Homebuilders in the Twin Cities seem to have a firm New Year's resolution: Proceed with caution.
During the earliest weeks of the year, builders are in conservative mode as they wait for more clues about what the spring market may hold.
So far, price gains have moderated and homebuilding is proceeding at a much slower pace than last year.
Builders in January were issued enough permits to build 328 single-family homes, a 46% decline from last year at the same time, according to a monthly metro report from Housing First Minnesota.
Apartment construction was also down. Builders were issued enough permits to build 418 units, a 53% drop from this time last year.
"Homebuilders continue to see the market pause as homebuyers re-evaluate what they can afford with the current mortgage rates," John Quinlivan, a homebuilder and board chair of Housing First Minnesota, said in a statement. "The demand for new housing is still there, it's a matter of when rates will bring homebuyers back into the market."
Demand for housing in the metro remains strong, but buyers are still adjusting to mortgage rates that have doubled during the past year, creating affordability issues for many.
On Thursday, the average 30-year fixed-rate mortgage averaged 6.13%, according to Freddie Mac's weekly mortgage rate sampler. That was down slightly from the previous week but nearby double last year at that the same time.

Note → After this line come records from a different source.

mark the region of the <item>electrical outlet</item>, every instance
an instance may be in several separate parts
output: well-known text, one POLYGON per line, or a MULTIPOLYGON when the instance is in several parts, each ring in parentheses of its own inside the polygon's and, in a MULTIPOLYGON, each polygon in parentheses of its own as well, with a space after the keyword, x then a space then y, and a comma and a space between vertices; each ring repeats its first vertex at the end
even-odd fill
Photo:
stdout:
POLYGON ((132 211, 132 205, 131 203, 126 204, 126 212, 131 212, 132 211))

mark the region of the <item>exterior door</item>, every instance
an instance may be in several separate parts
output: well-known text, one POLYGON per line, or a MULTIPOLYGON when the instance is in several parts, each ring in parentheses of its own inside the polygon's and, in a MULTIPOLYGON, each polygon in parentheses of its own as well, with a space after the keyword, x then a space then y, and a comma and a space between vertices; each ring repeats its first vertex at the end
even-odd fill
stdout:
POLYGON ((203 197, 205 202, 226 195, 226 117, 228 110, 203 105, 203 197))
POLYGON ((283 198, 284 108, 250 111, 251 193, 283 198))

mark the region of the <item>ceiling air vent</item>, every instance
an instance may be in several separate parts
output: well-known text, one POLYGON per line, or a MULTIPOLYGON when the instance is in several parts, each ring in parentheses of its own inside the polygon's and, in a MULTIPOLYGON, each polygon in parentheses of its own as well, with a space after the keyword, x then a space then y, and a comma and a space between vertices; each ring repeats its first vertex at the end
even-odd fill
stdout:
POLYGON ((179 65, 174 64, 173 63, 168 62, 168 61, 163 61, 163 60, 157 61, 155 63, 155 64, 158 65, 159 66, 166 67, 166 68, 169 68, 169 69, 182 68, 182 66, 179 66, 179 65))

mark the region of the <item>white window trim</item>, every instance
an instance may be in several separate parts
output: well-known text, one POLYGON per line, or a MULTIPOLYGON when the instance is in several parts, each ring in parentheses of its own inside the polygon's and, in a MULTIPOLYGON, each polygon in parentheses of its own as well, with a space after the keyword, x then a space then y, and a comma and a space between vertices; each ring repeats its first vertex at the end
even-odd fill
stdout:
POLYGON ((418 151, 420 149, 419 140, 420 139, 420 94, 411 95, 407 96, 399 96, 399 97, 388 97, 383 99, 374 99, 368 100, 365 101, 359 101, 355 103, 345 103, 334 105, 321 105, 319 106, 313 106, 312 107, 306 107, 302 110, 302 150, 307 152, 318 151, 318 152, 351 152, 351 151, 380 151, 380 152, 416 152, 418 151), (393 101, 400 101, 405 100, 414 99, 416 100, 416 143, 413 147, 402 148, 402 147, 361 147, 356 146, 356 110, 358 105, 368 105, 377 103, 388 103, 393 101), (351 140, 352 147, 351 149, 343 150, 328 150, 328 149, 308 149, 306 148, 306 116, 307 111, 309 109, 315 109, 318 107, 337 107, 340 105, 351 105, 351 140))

Higher rates have already caused a slowdown in home sales, putting a lid on price gains. Last year at this time, home prices were increasing double digits but have since slowed. On Tuesday, the S&P CoreLogic Case-Shiller Index showed that price increases across the nation have cooled.
In the Twin Cities, prices during November increased just 4.8% over the previous year compared with a 7.7% increase nationwide, according to the report.
"Potential homebuyers remain sensitive to changes in mortgage rates, but ample demand remains, fueled by first-time homebuyers," Sam Khater, Freddie Mac's chief economist, said in a press release.
For the month, Maple Grove was the busiest city with 187 new units. Burnsville was next with 106 planned units, followed by St. Michael with 71.